A certa altura, Alan conta-nos que passou pela praia antes deste concerto. O largo oceano lembrou-o do grande lago Superior que banha a sua cidade de Duluth, o maior lago de água doce do mundo e que “parece infinito”. Como um pensamento fugaz, diz-nos “é bom sentir que algo é infinito”. Já perto do final do concerto, apresenta-nos “Not Broken”, uma canção incompleta dos Low, escrita já perto do final da vida de Mimi. O vislumbre de um futuro que não chegará a existir, ao invés de nos entristecer, trouxe-nos conforto. É que há coisas que não são infinitas, mas o impacto dos Low e da sua obra em nós é algo que nunca deixará de existir.
Quinze minutos depois, Kurt Wagner, mais conhecido como fundador e génio criativo dos Lambchop, já se serpenteava em palco ao som de um grandioso piano de cauda tocado por Andrew Broder, colaborador do projecto nos seus mais recentes álbuns, Showtunes e The Bible. Movendo as mãos como um maestro carismático e pisoteando o chão à volta do foco que iluminava o microfone do qual se aproximaria em breve, parecia contente com simplesmente desfrutar dos arranjos sumptuosos e esparsos que Broder interpretava.
Eventualmente revelou a sua voz grossa e ponderada, soando como um Bill Callahan mais maleável. Despida dos efeitos e vocoder que caracterizam grande parte dos seus últimos discos — sequência iniciada em FLOTUS, belíssimo álbum de 2016 — a voz de Wagner deu destaque à sua escrita observacional e aos seus trejeitos de cantar, captados pelo microfone apurado como se de uma gravação ASMR se tratasse. A performance de pouco mais de uma hora foi assim, uma redução das intrincadas canções dos Lambchop ao seu esqueleto. Até o design de palco espelhava isso, com os focos de luz estáticos a apontar para os dois artistas em palco, desenhando caminhos rectos no ar como se de espinhas amareladas se tratassem.

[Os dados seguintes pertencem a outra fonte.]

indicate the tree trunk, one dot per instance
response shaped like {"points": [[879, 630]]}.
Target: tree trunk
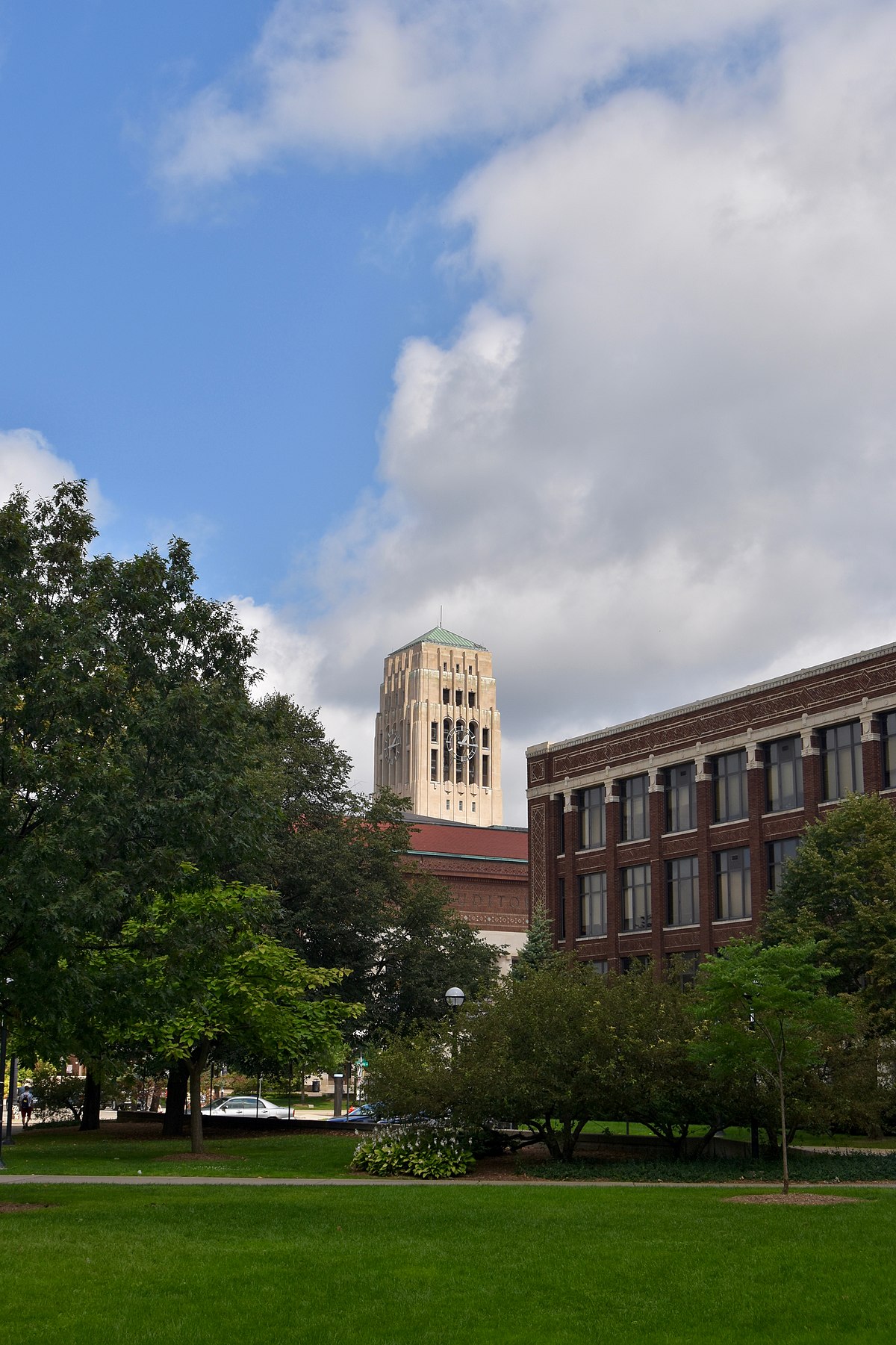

A primeira meia hora passou-se sem pausas, sendo cada canção pautada por subtis mudanças de tom do piano e pelo virar das páginas das pautas musicais de Broder. Passámos por canções como “Daisy”, “So There” e até uma interpolação de “Once in a Lifetime”, dos Talking Heads. Os silêncios deixados pelo delicado piano eram preenchidos pelo ranger das cadeiras do auditório ou acidentais estalidos do público, como se nós próprios fizéssemos parte da composição. Considerando o formato, a envolvência do espectáculo foi impressionante, tendo sido claramente auxiliado pelo carisma e teatralidade de Kurt Wagner.
À medida que o concerto avançava, as canções foram-se tornando um pouco mais cheias e a voz de Wagner mais semelhante à de um crooner dos anos 50. No entanto, o que nunca se perdeu foi a leveza da sua atitude em palco, sempre humorística, particularmente no meta-piscar de olhos à sua obra que foi a versão de “Listening (to Lambchop by myself again)”, de Sun June.
O final foi reservado para duas canções de amor: a primeira delas foi à música em si (“That’s Music”), enquanto que a segunda veio já como encore. A versão ao piano de “Theöne” foi tão bela que levou o próprio Kurt às lágrimas, delicadamente secas com um lenço de bolso. Foi um final sublime para uma noite dedicada ao poder transformativo da música.